宁郃不假思索,便大步追上,又是一记力劈落下,直接将其横抬格架的长剑,打的脱手落地,发出一阵轻鸣。
一抹血珠,也随之出现在矛尖上。
那人痛吼一声,手捂面颊,一道自额头划过鼻梁,直至下颌的血口中,淌出汩汩鲜血,顺着其掩面手臂连串滴落。
其如狼一般的目光,极其阴鸷仇恨的看了宁郃一眼,直接转身躲在柱木后,躲过宁郃回拉再挑来一击,一跃就往窗外逃去。
宁郃抖手就是一支梭镖甩了出去,转身与剩下围攻上来的数人战在一处。
那些人竟是皆抱有死志,当下只为给逃离那人争夺片刻时间,待宁郃将之全数斩杀之时,那人已经遁向后院,直奔院门而去。
只有一支通体染血的梭镖,裹挟着劲气,被甩了回来。
宁郃摆矛格开,就要追去。
院门处留在外面的蒙面人,已是接应过来,五支羽箭,奔着宁郃射来,阻其脚步。
而后五人就站在院门口,一箭接着一箭射向宁郃,为那人断后。
宁郃直接不去理会,身形一展,灵猫一样左右跃动突进,将一支支箭矢避过,来到五人近前,扬矛便刺,将五人斩在当场。
抬头看去,那人已经跳上马背,驭马向东逃去。
宁郃自不准备罢休,拔腿就追,速度竟眼看着比奔马还快,两人距离眼看有所缩短。
那人抽出一把匕首,直接攮在马屁股上,马匹受惊吃痛,速度暴增,迅速再将距离拉开,渐渐远去。
担心再有敌至,也不敢真追太远,宁郃遂才作罢,拎矛回转。
敲门把成郴和柯邯、弘屠翎安叫了出来,几人一起翻看起来。
“都别出来,事儿没完呢。”
听外边彻底没了声息,住店的各伙人都悄悄探头出来,又被宁郃喊了回去。
“这位兄弟,我们外面的弟兄如何了?能否让我们出去看看。”
见过宁郃一行的人,关上门,又再打开,小心问上一句。
宁郃道:“都被贼人杀了,稍后再安置吧。此事究竟,你们最好不知道的好,别出来看了不该看的。”
那人顿时不再做声,其他房间也是静谧一片,客栈掌柜掀起一条缝儿的地板,又啪的扣上,都是听劝的人。
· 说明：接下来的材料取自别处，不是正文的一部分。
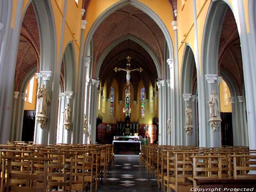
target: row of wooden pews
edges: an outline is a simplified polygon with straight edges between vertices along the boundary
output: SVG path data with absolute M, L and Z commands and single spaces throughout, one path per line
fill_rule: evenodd
M 256 151 L 246 147 L 142 145 L 140 161 L 162 191 L 211 186 L 256 189 Z
M 111 144 L 0 145 L 0 191 L 94 191 L 113 161 Z

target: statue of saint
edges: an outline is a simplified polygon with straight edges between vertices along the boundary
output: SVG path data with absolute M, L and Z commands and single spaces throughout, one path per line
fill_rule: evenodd
M 186 125 L 192 125 L 192 109 L 188 104 L 187 104 L 185 114 L 186 114 Z
M 143 69 L 141 69 L 141 68 L 138 68 L 138 69 L 130 69 L 130 62 L 131 62 L 131 58 L 129 56 L 127 57 L 126 58 L 127 63 L 126 64 L 127 65 L 127 68 L 126 69 L 122 69 L 122 68 L 115 68 L 114 70 L 116 72 L 117 71 L 124 71 L 126 72 L 126 81 L 127 81 L 127 86 L 130 85 L 130 80 L 131 79 L 131 72 L 132 71 L 139 71 L 140 72 L 142 72 L 143 71 Z
M 71 109 L 68 103 L 67 103 L 65 109 L 62 111 L 62 113 L 64 113 L 64 123 L 69 123 L 71 115 Z
M 47 103 L 50 102 L 48 90 L 42 84 L 37 90 L 37 102 L 38 102 L 37 113 L 47 115 Z
M 220 113 L 219 97 L 216 95 L 215 90 L 212 90 L 212 94 L 210 96 L 210 100 L 208 103 L 209 104 L 210 118 L 218 117 L 219 113 Z
M 88 131 L 88 125 L 87 125 L 87 116 L 86 114 L 83 116 L 83 132 L 87 133 Z

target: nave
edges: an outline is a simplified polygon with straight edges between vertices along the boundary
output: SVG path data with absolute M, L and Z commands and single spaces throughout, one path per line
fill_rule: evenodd
M 103 191 L 158 192 L 154 178 L 140 164 L 139 155 L 115 155 L 111 170 L 98 190 Z

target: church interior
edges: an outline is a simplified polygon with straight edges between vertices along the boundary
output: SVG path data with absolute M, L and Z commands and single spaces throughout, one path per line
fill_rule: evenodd
M 253 191 L 255 10 L 0 0 L 0 191 Z

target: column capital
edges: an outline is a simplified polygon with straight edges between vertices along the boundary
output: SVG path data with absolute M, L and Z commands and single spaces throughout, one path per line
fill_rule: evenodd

宁郃心下也有歉然,但没有再多说什么,挑起一柄蒙面人的战刀,仔细打量。
“都是西朝人,武渊回来的。”
弘屠翎安掀开了几人面巾,又看过他们战刀后,清冷道:
“大徵分成五国时,武渊只有三十万人,是迁渡沧澜海过去的中原人,余下则是过百万海西戎人。这几百年间,百姓间基本世代通婚,虽行中原教化,但长相上已经有了些变化,肤色要稍深一些,眼窝更加深邃,须发更重,色微枯黄。其他四国,情况也大体如此,但彼此也有不甚明显的区别。”
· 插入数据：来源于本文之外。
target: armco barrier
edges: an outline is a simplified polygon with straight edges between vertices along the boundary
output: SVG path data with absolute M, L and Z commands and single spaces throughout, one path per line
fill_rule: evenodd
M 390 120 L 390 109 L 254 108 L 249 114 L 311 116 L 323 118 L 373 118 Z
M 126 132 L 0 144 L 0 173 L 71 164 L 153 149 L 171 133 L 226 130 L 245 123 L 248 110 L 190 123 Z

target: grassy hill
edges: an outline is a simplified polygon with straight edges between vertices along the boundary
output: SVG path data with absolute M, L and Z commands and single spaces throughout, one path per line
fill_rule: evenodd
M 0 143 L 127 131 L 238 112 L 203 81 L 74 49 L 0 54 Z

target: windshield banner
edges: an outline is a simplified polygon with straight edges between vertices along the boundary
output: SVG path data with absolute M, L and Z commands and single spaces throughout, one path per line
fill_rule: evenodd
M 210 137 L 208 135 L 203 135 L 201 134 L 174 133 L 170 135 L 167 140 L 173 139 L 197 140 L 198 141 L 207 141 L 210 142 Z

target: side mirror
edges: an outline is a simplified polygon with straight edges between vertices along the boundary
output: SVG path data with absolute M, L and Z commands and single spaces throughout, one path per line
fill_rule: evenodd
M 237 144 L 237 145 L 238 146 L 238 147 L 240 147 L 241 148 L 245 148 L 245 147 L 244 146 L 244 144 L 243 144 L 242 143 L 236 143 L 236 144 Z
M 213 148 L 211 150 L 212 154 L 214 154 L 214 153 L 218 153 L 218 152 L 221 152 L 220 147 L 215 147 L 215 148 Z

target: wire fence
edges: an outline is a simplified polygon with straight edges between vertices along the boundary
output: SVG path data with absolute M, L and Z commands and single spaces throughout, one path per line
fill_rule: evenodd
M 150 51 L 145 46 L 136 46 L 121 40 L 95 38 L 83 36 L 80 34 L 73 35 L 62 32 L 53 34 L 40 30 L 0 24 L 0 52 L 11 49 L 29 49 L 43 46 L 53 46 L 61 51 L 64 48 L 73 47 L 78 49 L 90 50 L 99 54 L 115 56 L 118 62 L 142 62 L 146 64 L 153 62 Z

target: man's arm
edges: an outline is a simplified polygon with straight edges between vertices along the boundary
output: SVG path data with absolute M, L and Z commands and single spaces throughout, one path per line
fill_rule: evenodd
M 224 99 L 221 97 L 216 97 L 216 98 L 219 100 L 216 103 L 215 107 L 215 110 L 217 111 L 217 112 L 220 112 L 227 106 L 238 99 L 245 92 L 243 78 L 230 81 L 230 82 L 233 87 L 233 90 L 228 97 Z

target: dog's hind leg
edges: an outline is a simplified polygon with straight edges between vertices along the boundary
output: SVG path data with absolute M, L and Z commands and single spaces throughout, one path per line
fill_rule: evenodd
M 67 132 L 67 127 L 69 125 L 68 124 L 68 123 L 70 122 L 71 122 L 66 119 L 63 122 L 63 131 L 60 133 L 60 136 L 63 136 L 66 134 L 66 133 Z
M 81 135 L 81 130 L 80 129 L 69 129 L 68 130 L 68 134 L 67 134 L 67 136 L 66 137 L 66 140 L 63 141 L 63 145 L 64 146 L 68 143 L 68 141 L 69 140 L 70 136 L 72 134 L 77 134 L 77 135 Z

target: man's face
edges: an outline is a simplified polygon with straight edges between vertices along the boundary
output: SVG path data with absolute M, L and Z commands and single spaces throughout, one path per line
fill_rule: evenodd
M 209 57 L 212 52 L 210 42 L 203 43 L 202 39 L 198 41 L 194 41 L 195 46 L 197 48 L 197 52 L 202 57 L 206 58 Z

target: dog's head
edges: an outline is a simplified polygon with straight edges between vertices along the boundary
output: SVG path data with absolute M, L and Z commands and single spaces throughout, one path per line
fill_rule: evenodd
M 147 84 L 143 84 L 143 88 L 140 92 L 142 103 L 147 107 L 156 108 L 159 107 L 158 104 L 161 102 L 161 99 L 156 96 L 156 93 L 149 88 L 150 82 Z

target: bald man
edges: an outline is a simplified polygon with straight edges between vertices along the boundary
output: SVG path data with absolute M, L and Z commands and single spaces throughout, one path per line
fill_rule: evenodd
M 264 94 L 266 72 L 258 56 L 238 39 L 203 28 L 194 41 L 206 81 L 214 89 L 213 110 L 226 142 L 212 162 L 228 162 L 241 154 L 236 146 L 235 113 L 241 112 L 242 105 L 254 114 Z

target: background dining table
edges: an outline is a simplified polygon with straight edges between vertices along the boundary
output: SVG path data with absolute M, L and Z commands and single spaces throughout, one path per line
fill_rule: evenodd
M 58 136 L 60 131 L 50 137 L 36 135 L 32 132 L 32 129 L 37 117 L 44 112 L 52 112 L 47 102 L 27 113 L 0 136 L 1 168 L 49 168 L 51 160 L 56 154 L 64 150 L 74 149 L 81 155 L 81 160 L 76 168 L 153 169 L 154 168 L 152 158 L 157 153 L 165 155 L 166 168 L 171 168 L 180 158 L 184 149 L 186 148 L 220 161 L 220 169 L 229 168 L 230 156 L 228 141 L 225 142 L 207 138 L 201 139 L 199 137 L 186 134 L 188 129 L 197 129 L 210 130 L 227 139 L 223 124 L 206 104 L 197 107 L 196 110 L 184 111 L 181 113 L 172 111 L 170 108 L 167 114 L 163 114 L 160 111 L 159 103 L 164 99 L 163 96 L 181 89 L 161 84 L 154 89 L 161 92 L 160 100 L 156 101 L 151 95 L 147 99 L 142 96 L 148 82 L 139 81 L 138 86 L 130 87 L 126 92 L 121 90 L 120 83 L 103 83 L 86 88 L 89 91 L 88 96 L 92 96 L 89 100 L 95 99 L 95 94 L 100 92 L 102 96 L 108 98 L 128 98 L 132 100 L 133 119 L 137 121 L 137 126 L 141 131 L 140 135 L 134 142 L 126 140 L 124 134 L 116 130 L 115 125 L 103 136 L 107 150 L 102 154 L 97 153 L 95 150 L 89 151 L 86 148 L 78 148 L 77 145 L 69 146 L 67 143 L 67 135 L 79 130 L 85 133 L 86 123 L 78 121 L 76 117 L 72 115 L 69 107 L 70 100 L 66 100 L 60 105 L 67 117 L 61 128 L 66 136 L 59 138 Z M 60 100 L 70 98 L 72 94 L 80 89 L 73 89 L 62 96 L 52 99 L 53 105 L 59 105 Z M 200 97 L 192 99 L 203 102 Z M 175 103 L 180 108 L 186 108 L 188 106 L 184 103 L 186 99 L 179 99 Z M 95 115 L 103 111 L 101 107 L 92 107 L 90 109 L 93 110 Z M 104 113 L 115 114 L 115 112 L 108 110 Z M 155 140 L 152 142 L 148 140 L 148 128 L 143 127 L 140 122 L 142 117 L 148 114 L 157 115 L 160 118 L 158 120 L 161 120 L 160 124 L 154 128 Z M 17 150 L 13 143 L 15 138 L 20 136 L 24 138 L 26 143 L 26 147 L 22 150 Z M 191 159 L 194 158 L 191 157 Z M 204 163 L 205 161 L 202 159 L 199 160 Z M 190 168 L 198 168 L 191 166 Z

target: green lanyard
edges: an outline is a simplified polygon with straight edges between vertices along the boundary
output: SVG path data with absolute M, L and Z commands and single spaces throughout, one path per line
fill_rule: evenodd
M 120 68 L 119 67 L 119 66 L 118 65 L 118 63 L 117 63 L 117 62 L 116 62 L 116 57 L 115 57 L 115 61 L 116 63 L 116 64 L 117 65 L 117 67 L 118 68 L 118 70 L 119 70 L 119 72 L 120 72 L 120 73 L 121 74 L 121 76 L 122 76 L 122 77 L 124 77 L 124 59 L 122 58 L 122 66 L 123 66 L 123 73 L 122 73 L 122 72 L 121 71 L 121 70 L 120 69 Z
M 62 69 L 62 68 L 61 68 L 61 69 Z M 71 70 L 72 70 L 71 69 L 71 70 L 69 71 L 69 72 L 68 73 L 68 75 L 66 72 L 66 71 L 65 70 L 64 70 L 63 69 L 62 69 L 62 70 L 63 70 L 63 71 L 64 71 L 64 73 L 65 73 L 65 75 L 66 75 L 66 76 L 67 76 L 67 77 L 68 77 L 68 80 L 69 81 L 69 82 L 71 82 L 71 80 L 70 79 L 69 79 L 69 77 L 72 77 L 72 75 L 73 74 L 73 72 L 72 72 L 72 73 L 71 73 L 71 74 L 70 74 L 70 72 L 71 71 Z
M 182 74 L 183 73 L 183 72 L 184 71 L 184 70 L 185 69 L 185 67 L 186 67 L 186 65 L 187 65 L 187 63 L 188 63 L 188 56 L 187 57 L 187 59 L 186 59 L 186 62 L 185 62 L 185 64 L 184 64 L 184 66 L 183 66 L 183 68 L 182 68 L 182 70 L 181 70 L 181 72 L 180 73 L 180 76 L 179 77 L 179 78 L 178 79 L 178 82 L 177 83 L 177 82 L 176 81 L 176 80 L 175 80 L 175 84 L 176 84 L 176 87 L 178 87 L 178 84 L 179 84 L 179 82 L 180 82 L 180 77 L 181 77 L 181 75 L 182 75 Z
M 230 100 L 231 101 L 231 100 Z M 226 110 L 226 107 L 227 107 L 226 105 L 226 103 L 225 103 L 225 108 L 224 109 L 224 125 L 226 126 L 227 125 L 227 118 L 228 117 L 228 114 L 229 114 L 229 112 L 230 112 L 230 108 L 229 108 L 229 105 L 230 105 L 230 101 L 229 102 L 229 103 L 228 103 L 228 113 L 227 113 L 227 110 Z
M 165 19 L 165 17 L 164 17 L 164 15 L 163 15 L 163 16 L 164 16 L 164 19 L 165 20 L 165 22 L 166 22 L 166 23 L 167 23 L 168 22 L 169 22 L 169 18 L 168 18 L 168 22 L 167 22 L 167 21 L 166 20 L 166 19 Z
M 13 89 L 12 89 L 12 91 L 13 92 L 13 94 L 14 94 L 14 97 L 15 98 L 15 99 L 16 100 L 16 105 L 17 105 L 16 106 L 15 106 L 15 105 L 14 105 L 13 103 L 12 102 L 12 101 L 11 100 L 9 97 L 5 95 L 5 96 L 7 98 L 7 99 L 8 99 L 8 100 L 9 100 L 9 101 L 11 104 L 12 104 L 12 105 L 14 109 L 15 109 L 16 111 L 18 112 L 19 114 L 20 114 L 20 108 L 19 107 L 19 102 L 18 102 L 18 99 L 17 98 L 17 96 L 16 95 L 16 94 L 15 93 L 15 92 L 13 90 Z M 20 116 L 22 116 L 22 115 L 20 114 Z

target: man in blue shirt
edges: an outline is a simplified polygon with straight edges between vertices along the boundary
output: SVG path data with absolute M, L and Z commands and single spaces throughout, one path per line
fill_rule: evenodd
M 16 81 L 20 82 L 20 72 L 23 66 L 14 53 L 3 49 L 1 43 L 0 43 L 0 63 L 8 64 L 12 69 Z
“而武渊各军,所用战刀,便是这种直刀,仍保留缳首样式,却改为盘镡阔刃,更利于对少甲的戎人作战。”
宁郃了然点头。
弘屠翎安她们跟大溱人长相上,并无区别,是因为他们都是贵族出身,少有人与当地戎人通婚。
这一点他还是知道的。
现在虽然真把海西五国百姓,放他眼前,他也还是分不清楚,谁是哪儿的,但以后也算有了些判断的依据,不是一无所知了。
“但这弩,可是咱大溱府军的玩意儿。”
成郴捡回一张短弩,向宁郃摇了摇。
柯邯这时也从院外跑回来,他被宁郃派出去收拢那些人骑来的马匹,也是有所发现。
“多数都是泠北马,但有七匹应该是黎朝那边的夔山马,蹄铁上还有印记,但我不认识。”
泠北马和夔山马,都不是高大的种类,一个以耐力闻名,一个以速度享誉天下。
相比之下,泠北马数量众多,大溱各府军半数马军都是配备这种马匹,泠北各地牧民家里也多有畜养。
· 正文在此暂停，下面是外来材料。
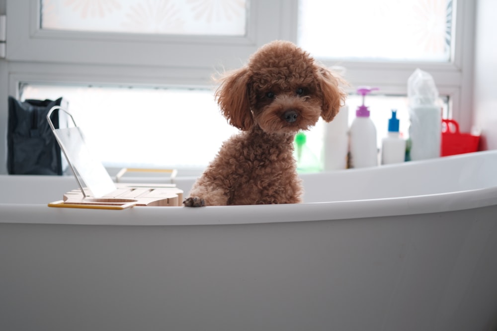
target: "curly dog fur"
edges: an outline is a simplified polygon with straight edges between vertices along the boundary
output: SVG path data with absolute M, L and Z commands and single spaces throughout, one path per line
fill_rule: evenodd
M 241 131 L 224 142 L 184 205 L 301 202 L 294 138 L 320 116 L 333 119 L 345 98 L 340 81 L 291 42 L 262 46 L 247 65 L 221 79 L 218 103 Z

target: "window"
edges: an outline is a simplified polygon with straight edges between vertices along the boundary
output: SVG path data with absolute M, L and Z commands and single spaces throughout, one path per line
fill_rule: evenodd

而夔山马则是黎朝独有,且数量稀少,一般专供黎朝骁果禁军乘骑,鲜少有外流的。
当下成郴和宁郃都是面现讶异,成三胖更是直接跑了出去,他也是相马的好手,而且见识比柯邯还是多很多的。
不多时便回返,向宁郃点点头,“蹄铁上的印记是骁字,古体字。”
而后苦笑道:“二哥,咱是不是又扎马蜂窝里了?”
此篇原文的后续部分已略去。